Is Bitcoin a Taxable Asset?

Sponsored By

Bitcoin and altcoins are a bold new financial frontier. And they’re one that’s explored by both legitimate investors—and, well, ones that are less so.

One of the big questions, or rather preferred belief, among some altcoin investors is that their altcoins are not a taxable asset. Sorry, though: They are, at least if you want to do anything with them beyond trade them with other altcoin owners.

Are Bitcoins Taxable?

While the definition of a taxable asset depends on the law of the country where you live, as a rule, altcoins are seen like art, collectibles sitting in a vault, or other forms of potential, non-currency wealth. As long as it hangs on the wall or sits in the vault, Uncle Sam quite honestly could not care less. It’s just an object.

The same is true of the coins in your digital wallet right up until the moment you sell them for real currency or trade them for something of value, and that’s when tax law kicks in. Say, for example, you buy some t-shirts entirely in bitcoin. You would owe the same taxes on that transaction that you would if you bought them in dollars, and the merchant who sold you the shirts also owes the taxes the government would normally collect on his sales, as well. In fact, recently the US loophole that allowed exchanges to trade one altcoin for another, IRC Section 1031 (a)(1), was closed; now it only applies to real estate, so if you turn your bitcoin into litecoin, technically you owe Uncle Sam a piece of the transaction.

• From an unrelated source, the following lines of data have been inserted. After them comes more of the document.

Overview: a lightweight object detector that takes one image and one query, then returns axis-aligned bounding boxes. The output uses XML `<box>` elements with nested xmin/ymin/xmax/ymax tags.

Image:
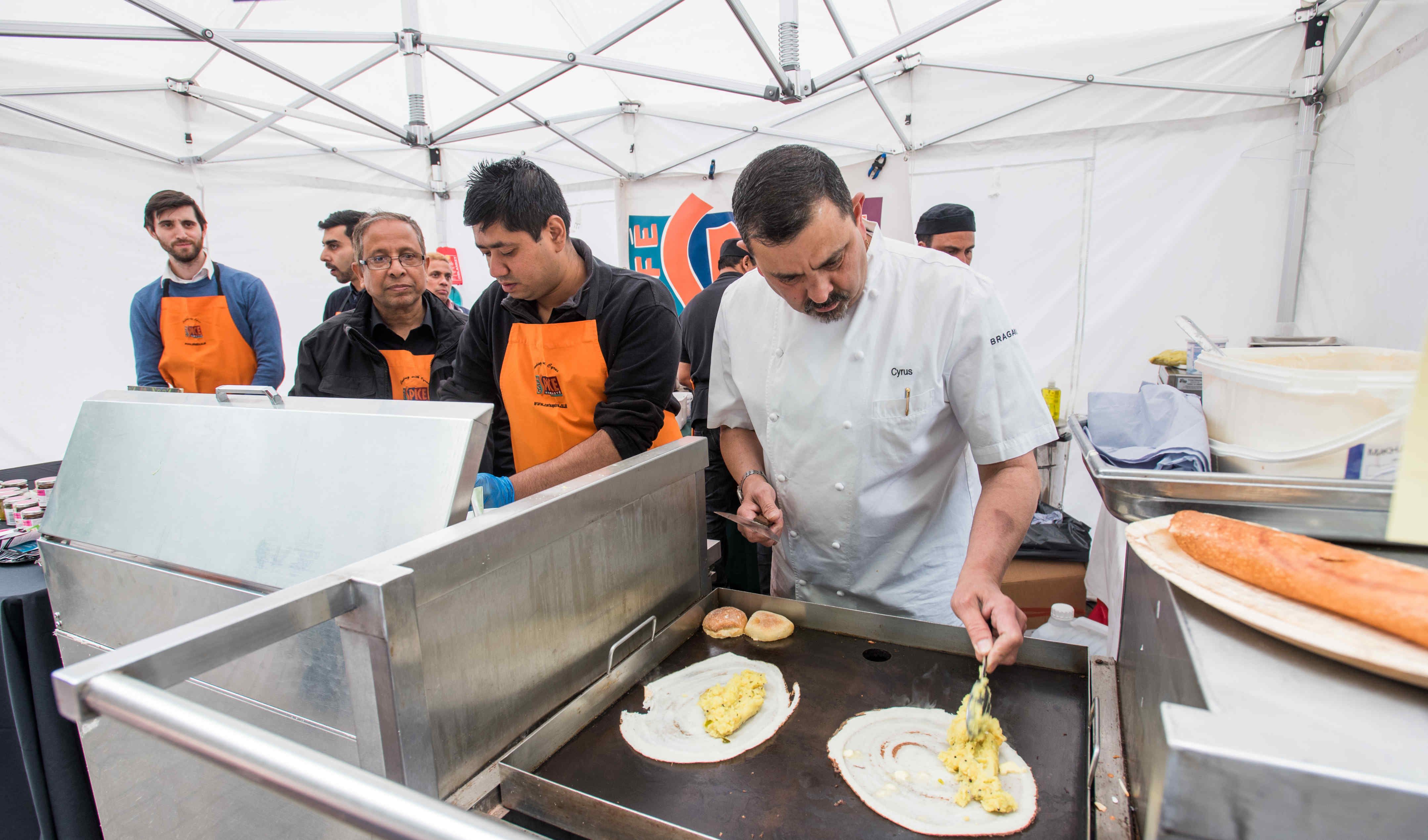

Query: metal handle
<box><xmin>84</xmin><ymin>673</ymin><xmax>533</xmax><ymax>840</ymax></box>
<box><xmin>213</xmin><ymin>385</ymin><xmax>283</xmax><ymax>408</ymax></box>
<box><xmin>605</xmin><ymin>616</ymin><xmax>658</xmax><ymax>676</ymax></box>
<box><xmin>1085</xmin><ymin>697</ymin><xmax>1101</xmax><ymax>789</ymax></box>
<box><xmin>1175</xmin><ymin>315</ymin><xmax>1225</xmax><ymax>357</ymax></box>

This is not to say, mind you, that once tax time rolls around, you’ll be expected to turn all your altcoins into actual currency and pay taxes on them. If you’ve only acquired altcoins using actual currency, or only stuck to one network buying altcoins and have made no purchases or exchanges for goods and services with them, then there’s no tax issue. But anything else? You’re on the hook. And unfortunately, many exchanges and altcoin businesses are not with the program.

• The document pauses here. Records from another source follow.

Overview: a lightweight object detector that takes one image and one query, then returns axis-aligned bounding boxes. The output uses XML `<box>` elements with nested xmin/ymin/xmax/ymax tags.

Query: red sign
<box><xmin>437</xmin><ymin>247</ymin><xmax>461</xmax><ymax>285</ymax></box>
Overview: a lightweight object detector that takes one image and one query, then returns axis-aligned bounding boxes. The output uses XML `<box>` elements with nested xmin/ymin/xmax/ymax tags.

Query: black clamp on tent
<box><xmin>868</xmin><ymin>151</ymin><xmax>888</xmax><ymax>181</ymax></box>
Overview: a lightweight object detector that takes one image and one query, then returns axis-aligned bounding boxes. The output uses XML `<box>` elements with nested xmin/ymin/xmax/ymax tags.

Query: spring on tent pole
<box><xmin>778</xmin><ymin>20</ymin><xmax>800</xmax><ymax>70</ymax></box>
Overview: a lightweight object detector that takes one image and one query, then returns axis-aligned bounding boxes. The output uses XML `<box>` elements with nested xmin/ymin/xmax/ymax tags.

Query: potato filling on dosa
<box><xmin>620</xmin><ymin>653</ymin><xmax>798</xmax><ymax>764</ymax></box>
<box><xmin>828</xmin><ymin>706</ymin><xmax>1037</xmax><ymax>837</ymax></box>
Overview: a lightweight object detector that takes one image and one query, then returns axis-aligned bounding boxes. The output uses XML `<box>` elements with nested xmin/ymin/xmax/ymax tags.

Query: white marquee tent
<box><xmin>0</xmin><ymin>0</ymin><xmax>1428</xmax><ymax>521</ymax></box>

How To Pay Your Bitcoin Tax?

In theory, when you use an altcoin exchange and get real currency out of the deal, at the end of the US fiscal year that exchange should issue you a 1099 form, which is the catch-all for income that’s not taxed at the point of exchange. In practice, these forms are rarely issued, so it’ll be up to you to go back, track all your income from sales, and make sure you’re paying your fair share.

Some of the more libertarian sectors of the altcoin market will try to argue nobody can find you—but don’t kid yourself. The blockchain means there’s literally a public record anybody can look at to find your transactions, and law enforcement is already taking notice. Tax evasion is not a smart investment move on any level, so if you’re investing in altcoins, keep careful track of the money you make, and be sure to report it properly.